相手の心に橋をかける聴き方

ラポールは、相手が心を開いてくれるフィールドをつくります。

ラポールがあれば、説得する必要がなくなります。

ラポールがあれば、伝えようか伝えまいか悩む必要がなくなります。

私はつい先日、モニターコーチングで、なかなか答えにたどりつかないのでおかしいな、と思いました。終わってからもまったくスッキリしない。私に何かブロックがあるような気もしないし、どうしたものか、と思っていました。

昼間一人でいたので「そうだ、ビデオを見て気分転換しよう」と思いました。ではこれから・・・という時、NLPトレーナーの堀井恵先生のDVDを見てみようかな、と思ったのです。

そしてDVDを見始めてると…あれ?と思いました。

私のコーチングは、私がああだこうだと考えているのに対し、恵先生のコーチングは、クライアントに体を向け、ラポールをとりながら、受けた言葉をそのままフィードバックして返しているだけでした。そしてすんなりクライアントからの答えが出て、それはほんの10分でした。

「えっ?これが答え????」

私のコーチングは、自分の書いたメモを読んで、クライアントに質問しているだけなのに気が付きました。

私はラポールをとっていなかった。

後日、私の友達がSNSで落ち込んだ発信をしてきました。私は思わず、「大丈夫?話し聴くよ…」とメッセージしました。

うまくいかない原因がラポールかどうか、今日わかる。友達だから信頼関係の度合いはクライアントとは違うけれど、今日は思いっきりラポールをしてみよう、と決めました。
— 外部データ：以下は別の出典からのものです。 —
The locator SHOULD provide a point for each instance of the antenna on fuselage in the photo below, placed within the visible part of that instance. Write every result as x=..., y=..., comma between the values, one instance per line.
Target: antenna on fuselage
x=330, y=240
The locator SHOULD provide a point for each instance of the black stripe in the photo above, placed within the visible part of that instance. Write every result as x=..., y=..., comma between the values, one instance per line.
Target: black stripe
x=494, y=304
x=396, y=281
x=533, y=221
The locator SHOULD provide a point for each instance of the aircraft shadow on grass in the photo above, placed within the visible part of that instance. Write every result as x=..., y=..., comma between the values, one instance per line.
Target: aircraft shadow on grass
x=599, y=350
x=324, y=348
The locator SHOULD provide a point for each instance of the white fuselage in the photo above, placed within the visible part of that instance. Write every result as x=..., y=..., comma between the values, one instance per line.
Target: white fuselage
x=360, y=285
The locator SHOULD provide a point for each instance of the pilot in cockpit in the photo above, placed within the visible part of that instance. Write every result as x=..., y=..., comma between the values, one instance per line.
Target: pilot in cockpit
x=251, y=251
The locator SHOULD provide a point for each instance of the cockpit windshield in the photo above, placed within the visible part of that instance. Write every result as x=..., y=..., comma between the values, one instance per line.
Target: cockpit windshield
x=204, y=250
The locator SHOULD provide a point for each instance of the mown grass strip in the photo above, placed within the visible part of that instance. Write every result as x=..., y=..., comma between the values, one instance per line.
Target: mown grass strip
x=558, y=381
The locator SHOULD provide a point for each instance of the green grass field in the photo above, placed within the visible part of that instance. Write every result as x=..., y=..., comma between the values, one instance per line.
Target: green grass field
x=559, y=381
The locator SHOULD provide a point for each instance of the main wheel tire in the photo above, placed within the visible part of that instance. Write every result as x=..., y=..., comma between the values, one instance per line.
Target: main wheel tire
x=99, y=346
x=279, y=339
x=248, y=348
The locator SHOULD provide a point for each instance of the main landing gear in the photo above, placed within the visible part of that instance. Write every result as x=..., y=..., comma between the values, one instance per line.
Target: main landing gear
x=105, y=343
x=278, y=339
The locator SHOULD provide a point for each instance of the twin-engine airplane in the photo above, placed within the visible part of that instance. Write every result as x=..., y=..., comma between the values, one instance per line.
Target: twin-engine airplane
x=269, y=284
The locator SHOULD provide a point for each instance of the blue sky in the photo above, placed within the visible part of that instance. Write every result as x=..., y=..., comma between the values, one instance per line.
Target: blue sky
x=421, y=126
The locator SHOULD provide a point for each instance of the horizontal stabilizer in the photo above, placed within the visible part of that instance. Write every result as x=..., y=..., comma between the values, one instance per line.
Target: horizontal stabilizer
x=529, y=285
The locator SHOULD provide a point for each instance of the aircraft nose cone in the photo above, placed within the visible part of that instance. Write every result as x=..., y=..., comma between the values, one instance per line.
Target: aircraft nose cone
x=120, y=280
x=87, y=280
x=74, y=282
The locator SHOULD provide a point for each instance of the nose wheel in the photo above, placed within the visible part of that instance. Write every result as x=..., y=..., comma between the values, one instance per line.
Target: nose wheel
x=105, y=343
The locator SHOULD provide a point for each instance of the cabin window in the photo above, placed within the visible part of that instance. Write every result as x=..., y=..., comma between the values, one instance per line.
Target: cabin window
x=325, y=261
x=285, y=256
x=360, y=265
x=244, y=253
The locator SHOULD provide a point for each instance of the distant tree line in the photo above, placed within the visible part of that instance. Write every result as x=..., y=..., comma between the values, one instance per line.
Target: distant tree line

私は友達と話す時、いつもよりずっと友達にラポールし続け、時には私がリードし、コーチングをしました。友達の価値観を知ることができ、それが阻害されている悩みの原因をつきとめることができました。そして私は、その友達の価値観にふれ、世界観にふれ、とても興味深かったし、友達が考えれば私も一緒に考え、友達が笑えば私も笑えたのです。友達と同じ絵を見ることができたのです。

私はクライアントとのコーチングで、クライアントの問題だけを見つけ出したいと焦っていたようです。それまでまったく面識もない人なのに、私はラポールもとらないで、言葉だけで解決しようとしていたのです。

私はクライアントと話す時に、クライアントをジャッジしながら聴いていました。おそらく、クライアントも私のことを同じように見ていたと思います。

私の非言語は思いのほか伝わっていました。

ラポールは、無心になって相手を承認する聴き方です。

目から耳から体から「あなたに興味をもっていますよ、あなたの話を聴きたいです」というサインです。
ラポールで聴いていけば、相手が決定を下すものさしである価値観の背後に生じる感情や気持ちのプロセスに気づけるようになっていきます。

ラポールは、相手を見て、言葉を聞いて、声のトーンやスピードを合わせる。言葉のキーワードを返す、まとめて返す、相手の身振り手振りや姿勢を合わせて動かしていくのです。 相手に合わせていく。つまり、ラポールはジャッジする非言語を持ちません。承認する非言語だけを扱っているのです。相手を承認すれば自分自身も承認されていきます。

承認は、相手をまるごと受け入れることではありません。あなたはそういう考えをもっているのですね。自分とは別の考えを(相手の世界を)尊重することができるのです。

価値観が同じではないことに悩んでいませんか?
価値観は違うからこそ、世界は広がります。ラポールをしていけば、わかります。